Using a probe from the 3' end of the
unc-22 region, a partial cDNA for
unc-22 was isolated from Barbara Meyer's lambda
gt10 cDNA library. The insert is a 1.6 kb Eco RI fragment which lacks a poly A tail. By comparing this cDNA to an
unc-22 genomic clone, we have determined that the cDNA lies approx. 1.5-2.0 kb upstream of the probable 3' end of the
unc-22 14 kb mRNA. Both strands of this cDNA have been sequenced and an open reading frame in the direction of transcription with the biased codon usage described by Blumenthal et al. (WBG 8(1) :36) has been found. To our surprise, a search of the protein sequence data bank revealed homology to protein kinases. This portion of
unc-22 is roughly 30% homologous to a stretch of about 260 amino acids comprising the catalytic domains of 3 known serine-threonine protein kinases and 10 tyrosine kinases of oncogenes (Hunter and Cooper, 1985, Ann. Rev. Biochem. 54:897). A portion of this region is shown in figure 1a. Most residues (18/24) conserved in all protein kinases are found in
unc-22 and these are marked with arrows.
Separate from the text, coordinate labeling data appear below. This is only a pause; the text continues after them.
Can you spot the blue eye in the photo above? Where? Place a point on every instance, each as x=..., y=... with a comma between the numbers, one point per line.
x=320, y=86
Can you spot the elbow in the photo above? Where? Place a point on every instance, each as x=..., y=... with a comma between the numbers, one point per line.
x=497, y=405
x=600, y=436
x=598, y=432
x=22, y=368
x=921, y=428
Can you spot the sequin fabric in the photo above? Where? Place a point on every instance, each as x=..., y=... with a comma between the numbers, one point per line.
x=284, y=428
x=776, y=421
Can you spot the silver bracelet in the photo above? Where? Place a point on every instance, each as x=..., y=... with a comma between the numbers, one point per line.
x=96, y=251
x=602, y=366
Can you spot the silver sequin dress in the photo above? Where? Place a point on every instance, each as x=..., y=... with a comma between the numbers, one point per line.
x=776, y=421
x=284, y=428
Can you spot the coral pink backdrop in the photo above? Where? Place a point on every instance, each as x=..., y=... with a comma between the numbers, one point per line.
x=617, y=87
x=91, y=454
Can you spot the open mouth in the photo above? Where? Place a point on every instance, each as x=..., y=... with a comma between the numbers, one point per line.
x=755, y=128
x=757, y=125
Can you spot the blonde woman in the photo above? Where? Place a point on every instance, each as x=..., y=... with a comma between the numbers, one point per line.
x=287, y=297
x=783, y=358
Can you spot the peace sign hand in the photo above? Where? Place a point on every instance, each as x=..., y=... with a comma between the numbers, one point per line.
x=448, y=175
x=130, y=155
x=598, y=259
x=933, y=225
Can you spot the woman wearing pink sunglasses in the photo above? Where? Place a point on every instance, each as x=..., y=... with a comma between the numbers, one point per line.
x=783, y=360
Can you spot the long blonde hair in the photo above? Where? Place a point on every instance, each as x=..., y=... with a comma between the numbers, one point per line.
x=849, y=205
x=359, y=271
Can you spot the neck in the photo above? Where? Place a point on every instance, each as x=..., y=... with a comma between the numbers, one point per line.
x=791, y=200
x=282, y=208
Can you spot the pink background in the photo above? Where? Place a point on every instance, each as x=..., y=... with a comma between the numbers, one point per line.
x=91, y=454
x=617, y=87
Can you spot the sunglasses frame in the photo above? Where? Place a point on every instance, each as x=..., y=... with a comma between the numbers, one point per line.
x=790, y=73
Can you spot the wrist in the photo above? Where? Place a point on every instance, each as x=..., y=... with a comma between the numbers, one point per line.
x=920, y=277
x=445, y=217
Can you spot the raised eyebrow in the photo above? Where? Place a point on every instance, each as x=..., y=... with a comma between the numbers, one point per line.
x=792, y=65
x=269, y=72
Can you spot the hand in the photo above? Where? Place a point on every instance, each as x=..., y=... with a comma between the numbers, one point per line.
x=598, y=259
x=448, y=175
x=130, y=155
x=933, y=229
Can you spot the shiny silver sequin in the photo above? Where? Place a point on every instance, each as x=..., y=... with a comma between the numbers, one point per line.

Among these is the ala pro glu trio, likely to be important for catalysis.
unc-22 also shows strong homology to the presumed ATP binding domain, which is found at the amino terminal portion of the 260 residue region (see figure 1b). This includes a lysine (marked with 2 arrows), which in the v-src protein and bovine cAMP dependent protein kinase can bind an ATP analog resulting in loss of kinase activity. In
unc-22, 16 residues to the amino terminal side of this lysine is the sequence gly X gly X X gly (marked with arrows in figure lb). This glycine block is found in an analogous position in all known protein kinases and has also been observed in a number of other nucleotide binding proteins. In addition,
unc-22 sequence has been analyzed from three Tc1 insertion sites and a 1.1 kb restriction fragment. A total of 4.3 kb, distributed over an 8 kb region, has been accumulated (see figure 2). We have found seven examples of a 91 residue segment. This repeat is found at the amino acid but not the DNA level. For 3 of these repeats, homology extends further, although less strongly, for a total of about 180 residues. Spacing between repeat units varies from 9 to 73 amino acids. Interestingly, 2 of these repeats bracket the putative kinase. Within the most highly conserved first 91 residues of the repeat, the same 29 residues are found in nearly the same position in at least 4 of the 7 repeats and 7 out of 29 of these residues are the same in all the repeats. Eight of the 29 conserved residues are proline. This proline richness (about 9% overall) seems to rule out alpha helical structure. No sequence homologies to known proteins were found.